Die Borkener Gymnasiastin Josie Haucke, die im vergangenen Jahr im Rahmen des Parlamentarischen Patenschafts-Programms die USA besuchte, absolvierte ein Praktikum im Bundestagsbüro von Johannes Röring. Hier berichtet sie von ihren Erfahrungen:

"Vom 14.03. bis zum 18.03.2016 hatte ich die Möglichkeit, Politik hautnah mitzuerleben. Denn ich absolvierte ein einwöchiges freiwilliges Praktikum im Abgeordnetenbüro von Johannes Röring. Nicht nur aus freiem Interesse, sondern auch um meine Politikkenntnisse aufzufrischen und zu  erweitern, entschied ich mich für dieses Praktikum. Dadurch bekam ich die Gelegenheit, parlamentarische Abläufe hautnah kennenzulernen. 

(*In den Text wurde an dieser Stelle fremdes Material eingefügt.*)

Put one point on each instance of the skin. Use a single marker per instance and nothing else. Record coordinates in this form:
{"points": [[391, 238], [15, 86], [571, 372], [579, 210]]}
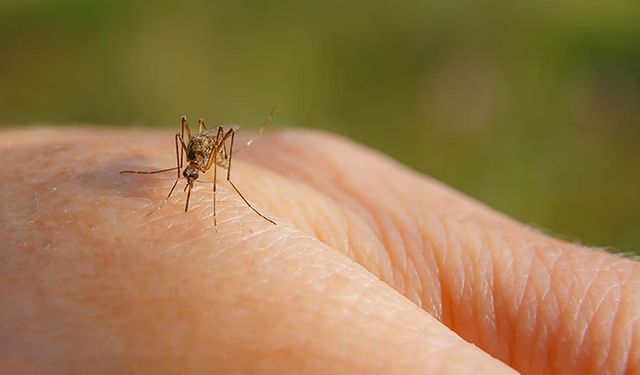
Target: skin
{"points": [[371, 268]]}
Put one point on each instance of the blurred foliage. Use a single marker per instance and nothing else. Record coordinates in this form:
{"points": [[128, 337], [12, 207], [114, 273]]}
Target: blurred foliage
{"points": [[531, 107]]}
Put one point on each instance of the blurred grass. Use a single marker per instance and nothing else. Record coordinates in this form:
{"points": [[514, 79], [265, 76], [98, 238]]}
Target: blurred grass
{"points": [[533, 108]]}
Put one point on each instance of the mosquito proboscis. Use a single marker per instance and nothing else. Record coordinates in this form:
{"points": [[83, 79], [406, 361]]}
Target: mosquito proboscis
{"points": [[205, 150]]}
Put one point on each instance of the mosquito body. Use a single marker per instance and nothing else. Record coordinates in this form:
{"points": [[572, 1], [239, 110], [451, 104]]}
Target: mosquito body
{"points": [[205, 150]]}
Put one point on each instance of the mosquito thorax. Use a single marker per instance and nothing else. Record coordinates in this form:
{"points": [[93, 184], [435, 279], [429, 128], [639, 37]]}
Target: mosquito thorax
{"points": [[190, 173]]}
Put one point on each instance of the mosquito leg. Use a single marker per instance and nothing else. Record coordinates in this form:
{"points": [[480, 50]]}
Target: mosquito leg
{"points": [[186, 206], [201, 126], [166, 199], [185, 127], [215, 177], [234, 186]]}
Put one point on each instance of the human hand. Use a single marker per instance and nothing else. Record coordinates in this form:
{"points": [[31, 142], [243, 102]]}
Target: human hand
{"points": [[371, 268]]}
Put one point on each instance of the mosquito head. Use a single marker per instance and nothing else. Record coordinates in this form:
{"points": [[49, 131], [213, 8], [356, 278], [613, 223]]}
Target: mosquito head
{"points": [[191, 174]]}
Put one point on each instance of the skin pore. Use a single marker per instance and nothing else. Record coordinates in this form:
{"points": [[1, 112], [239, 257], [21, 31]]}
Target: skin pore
{"points": [[371, 268]]}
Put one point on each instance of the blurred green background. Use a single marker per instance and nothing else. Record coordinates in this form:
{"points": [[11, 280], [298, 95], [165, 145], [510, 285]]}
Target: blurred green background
{"points": [[531, 107]]}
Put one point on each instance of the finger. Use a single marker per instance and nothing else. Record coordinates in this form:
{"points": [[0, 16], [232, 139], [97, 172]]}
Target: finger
{"points": [[540, 305], [89, 284]]}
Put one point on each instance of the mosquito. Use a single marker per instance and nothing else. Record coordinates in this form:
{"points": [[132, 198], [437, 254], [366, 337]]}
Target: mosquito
{"points": [[204, 150]]}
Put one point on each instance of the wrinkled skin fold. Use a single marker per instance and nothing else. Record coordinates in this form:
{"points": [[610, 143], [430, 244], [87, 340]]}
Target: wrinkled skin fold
{"points": [[371, 268]]}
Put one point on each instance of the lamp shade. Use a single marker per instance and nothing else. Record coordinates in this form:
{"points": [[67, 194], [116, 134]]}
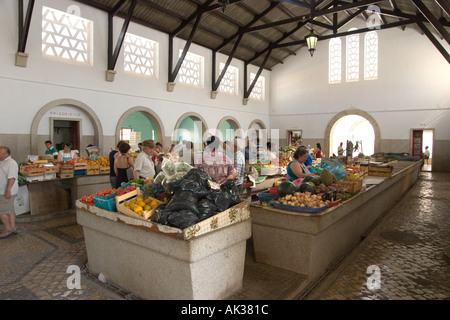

Da Herr Röring Mitglied des Ausschusses für Ernährung und Landwirtschaft ist, erhielt ich zahlreiche Einblicke in die Agrarpolitik. Ich durfte ihn zu entsprechenden Ausschüssen sowie in die Arbeitsgruppe begleiten. Dort beschäftigte man sich im zentralen mit der Novelle des Düngegesetzes, inwiefern dieses verändert oder umgesetzt werden soll. Desweitern hatte ich die Möglichkeit, auch eine Sitzung des Gesprächskreises Landwirtschaft, den Herr Röring leitet, zu besuchen, in der in einer kleinen Gruppe mit geladenen Gästen diskutiert wurde.
 
Zu meinen täglichen Aufgaben gehörte die Unterstützung der Mitarbeiter des Abgeordnetenbüros. Ich unterstütze sie bei der Recherche zu spezifischen Themen oder bei der Verfassung von bestimmten Dokumenten. Zusätzlich erhielt ich eine private Führung durch den Bundestag und dessen zugehörigen Gebäuden, bei der ich viele neue Erkenntnisse zur geschichtlichen Entwicklung der Politik gewann. Auch die Fraktionssitzungssäle, vor denen ich Interviews bezüglich der Landtagswahlen beobachten durfte, konnte ich besuchen.
 
Als das Highlight meines Schülerpraktikums würde ich dennoch die Teilnahme an einer Plenarsitzung benennen, in der nicht nur über spannende Themen wie ein größeres Personal im Bereich der Gesundheit und Pflege debattiert, sondern auch über das kritische Thema des Bundewehreinsatzes in Somalia abgestimmt wurde. Dadurch hatte ich einen internen Einblick in die aktuelle Politiklage und konnte den Ablauf einer solchen Sitzung beobachten. Zu dem bekam ich medienpräsente Politiker zu Gesicht. Dazu zählten unter anderem die Verteidigungsministerin Ursula von der Leyen sowie der Bundesminister des Auswärtigen Frank-Walter Steinmeier.
 
Bedingt durch die gemachten Erfahrungen und neu gewonnen Erkenntnisse, bin ich traurig, dass ich mich nur für ein einwöchiges Praktikum entschieden habe. Gerne hätte ich mehr zu politischen Themen durch einen internen Einblick erfahren. Dennoch hat der kurze Zeitraum meines Praktikums meine Ansichten zu bestimmten Themen verändert und ein größeres Interesse an Politik geweckt. Neben dem bereiteten Spaß den ich hatte, kann ich auch behaupten, dass ich nun weiß, wie ein typischer Tagesablauf eines Abgeordneten oder deren Mitarbeiter verläuft. Ich bin sehr dankbar für all die Möglichkeiten und Einblicke, die ich bekommen habe und kann aus diesen Gründen das Praktikum nur weiterempfehlen."